Fake fear
By Tom Krattenmaker
Huffington Post, February 25, 2017
If you keep up with media and politics, you’ve been encountering lots of references to fake news. The term came to prominence with the alarm over fabricated-from-scratch “news” stories propagated to disrupt the presidential election in Donald Trump’s favor. Trump is now disrupting the fake news conversation by applying “fake” to news he doesn’t like, even if it’s verifiably, factually real. The public needs to see through this form of manipulation and realize that reports from professional media outlets are infinitely more credible than, say, The New Nationalist.
Oh, not familiar with The New Nationalist? That was one of the “media” sources that stoked the trumped-up Pizzagate scandal last fall. One dupe was so outraged that he headed to the pizzeria at the center of the faux controversy with a rifle, ready to go Rambo to break up the child-sex ring in operation there. One problem: the sordid operation didn’t exist.
This nonsense is malicious in and of itself. But what’s worse is the response it aims to create: the manufacturing of enemies who aren’t really enemies and threats that aren’t legitimately threatening, leading to a public more willing to go along with things it would not normally go along with.
It’s fake fear.
Fear is the steady drumbeat coming from his administration—fear of terrorism, fear of violent crime, fear of the U.S. being taken advantage of by other countries, fear of, and anger toward, a news industry Trump now calls an enemy of the people. Listen closely to the cadence, and you hear: “Go along with the deeply objectionable policies and laws that I, the President, want you to go along with. And stop wondering what the hell I have going on with the Russians.”
Virtually the first thing out of Trump’s mouth when he launched his campaign was his dire warning about Mexican immigrants who murder and rape. We might call this lying through massive exaggeration. Now, once again, Muslims are the president’s fake-fear priority. The president’s travel ban on refugees and travelers from seven predominantly Muslim countries is premised on fear: the scary notion that radical Islamic terrorists are easily slipping across our borders with the intent to kill and destroy.
Last weekend, Trump made the patently false claim that the U.S. is allowing “thousands and thousands” into our country without safeguards. “There was no way to vet those people,” Trump complained. “There was no documentation, there was no nothing.”
But as fact-based reports show, there is a way to vet refugees from Middle Eastern countries, and such vetting is done—extreme amounts of it, you might say. Refugees vying for entry to the U.S. undergo several rounds of background checks, fingerprint and retina scans, and other screenings, done by multiple agencies. The rigorous vetting, combined with the relatively small number of Muslim refugees admitted, adds up to zero.

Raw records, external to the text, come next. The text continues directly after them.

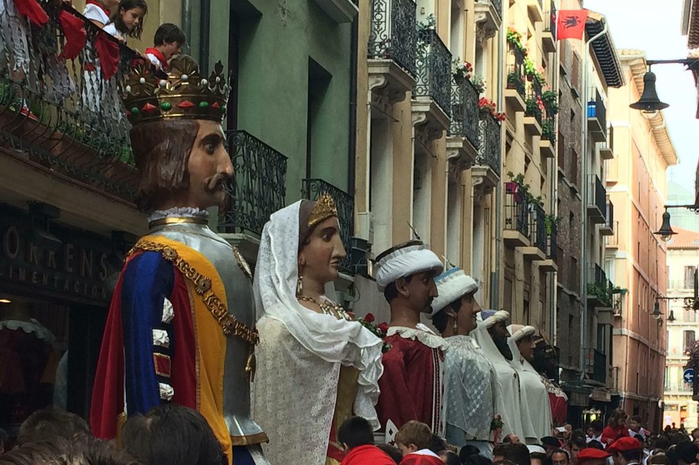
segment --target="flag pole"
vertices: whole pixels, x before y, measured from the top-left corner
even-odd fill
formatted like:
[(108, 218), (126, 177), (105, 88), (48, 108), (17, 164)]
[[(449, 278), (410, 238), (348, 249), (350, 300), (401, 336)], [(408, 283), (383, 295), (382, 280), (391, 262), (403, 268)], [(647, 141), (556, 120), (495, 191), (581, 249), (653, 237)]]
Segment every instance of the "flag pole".
[[(587, 239), (587, 104), (588, 104), (588, 84), (587, 84), (587, 61), (591, 50), (593, 42), (607, 34), (608, 27), (607, 20), (605, 19), (604, 27), (599, 34), (593, 36), (585, 43), (585, 46), (582, 54), (582, 156), (580, 164), (582, 171), (582, 185), (581, 191), (582, 193), (582, 205), (581, 215), (582, 216), (582, 231), (580, 235), (580, 252), (582, 255), (582, 260), (580, 260), (580, 295), (582, 297), (582, 316), (580, 318), (580, 347), (583, 349), (580, 350), (580, 380), (585, 379), (586, 371), (586, 352), (584, 350), (585, 344), (587, 344), (587, 253), (586, 253), (585, 243)], [(605, 131), (607, 128), (605, 128)]]

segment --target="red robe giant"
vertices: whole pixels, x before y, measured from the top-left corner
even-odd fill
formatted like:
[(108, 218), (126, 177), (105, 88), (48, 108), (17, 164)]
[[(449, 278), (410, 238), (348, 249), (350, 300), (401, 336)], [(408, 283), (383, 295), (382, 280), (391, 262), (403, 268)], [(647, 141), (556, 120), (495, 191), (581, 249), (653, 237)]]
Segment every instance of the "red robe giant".
[(391, 347), (383, 356), (376, 411), (387, 440), (411, 420), (443, 435), (444, 339), (418, 324), (416, 328), (391, 327), (386, 342)]

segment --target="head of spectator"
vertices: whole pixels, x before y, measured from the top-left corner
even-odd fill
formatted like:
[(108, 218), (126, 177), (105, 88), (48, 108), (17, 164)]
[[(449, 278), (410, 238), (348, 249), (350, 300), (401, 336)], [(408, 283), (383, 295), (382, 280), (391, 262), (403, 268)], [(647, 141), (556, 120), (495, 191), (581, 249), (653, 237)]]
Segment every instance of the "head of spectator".
[(59, 408), (38, 410), (22, 422), (17, 436), (17, 445), (57, 438), (72, 440), (75, 436), (89, 436), (87, 422), (75, 413)]
[(641, 417), (638, 415), (634, 415), (628, 420), (628, 429), (633, 431), (634, 433), (637, 433), (641, 430)]
[(514, 433), (511, 433), (505, 436), (505, 438), (503, 439), (503, 442), (505, 444), (507, 444), (507, 443), (519, 443), (519, 436), (518, 436), (517, 434)]
[(670, 440), (666, 436), (659, 436), (653, 442), (653, 448), (667, 452), (670, 448)]
[(88, 436), (27, 443), (0, 455), (0, 465), (143, 465), (110, 441)]
[[(602, 443), (596, 441), (601, 447)], [(610, 455), (603, 449), (587, 448), (580, 451), (577, 455), (578, 465), (607, 465), (607, 458)]]
[(675, 452), (677, 454), (677, 463), (679, 465), (691, 465), (697, 462), (699, 448), (690, 441), (683, 441), (677, 444)]
[(147, 13), (148, 5), (145, 0), (121, 0), (111, 20), (119, 32), (140, 39)]
[(461, 465), (461, 460), (456, 452), (451, 450), (440, 450), (437, 455), (444, 460), (445, 465)]
[(505, 460), (515, 465), (531, 465), (529, 450), (521, 443), (500, 444), (493, 449), (493, 462)]
[(543, 465), (547, 458), (546, 450), (540, 445), (527, 445), (526, 448), (529, 450), (529, 460), (531, 462), (531, 465)]
[(187, 41), (185, 33), (176, 24), (166, 22), (158, 27), (153, 38), (153, 45), (166, 61), (180, 53)]
[(338, 429), (338, 441), (345, 452), (360, 445), (373, 445), (373, 428), (366, 418), (350, 417)]
[(541, 438), (541, 443), (546, 450), (547, 457), (551, 457), (554, 451), (561, 448), (561, 441), (552, 436), (547, 436)]
[(493, 465), (493, 462), (490, 459), (480, 454), (472, 454), (463, 457), (459, 452), (459, 457), (461, 459), (463, 465)]
[(643, 455), (643, 445), (637, 439), (626, 436), (612, 443), (607, 452), (614, 454), (615, 465), (639, 464)]
[(199, 412), (177, 404), (131, 415), (122, 447), (145, 465), (226, 465), (228, 459)]
[(403, 425), (396, 434), (396, 445), (405, 455), (428, 449), (432, 443), (430, 427), (421, 422), (412, 420)]
[(396, 462), (396, 465), (401, 463), (401, 459), (403, 458), (403, 453), (396, 446), (391, 445), (390, 444), (377, 444), (376, 447), (391, 457)]
[[(581, 433), (582, 431), (580, 431)], [(574, 431), (575, 433), (575, 431)], [(570, 440), (570, 463), (577, 464), (577, 455), (587, 447), (584, 436), (574, 436)]]
[(568, 465), (570, 457), (565, 449), (556, 449), (551, 454), (551, 463), (553, 465)]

As in, there has never been a fatal terrorist attack by refugees from countries covered by the President’s travel ban.
Whatever statistics might say, isn’t it still possible that a terrorist could slip through disguised as a refugee? It’s true that terrorism in the name of Islam is a scourge of our time; an attack is always possible. But let’s keep things in perspective. It’s possible lightning will strike you next time you’re caught outside in a sudden rainstorm. It’s possible the roof at your workplace could collapse in a freak accident. It’s possible you could choke on your lunch or die in a plane crash. Statistically speaking, the chance of your being killed by a foreign terrorist is about one in 3.6 million. Avoidance of this “threat” is not something to base your life on, or sacrifice your principles for.
Fear is an age-old human phenomenon, of course, able to grip us whatever our political allegiances. Liberals harbor deep fears—especially about the new president. We swap conjectures about how long before he interns Muslims, torches the Constitution, or nukes a country that’s antagonizing him. It’s good sense to remain vigilant, but we must resist the lure of fear and the foolish behaviors it can produce.
Fake fear—not something to be afraid of, per se. The task is to see it for what it is and notice what its manufacturers are trying to put over on us. Our job is to reject it by using something the fake fear perpetrators wish we didn’t have: brains and the ability to use them.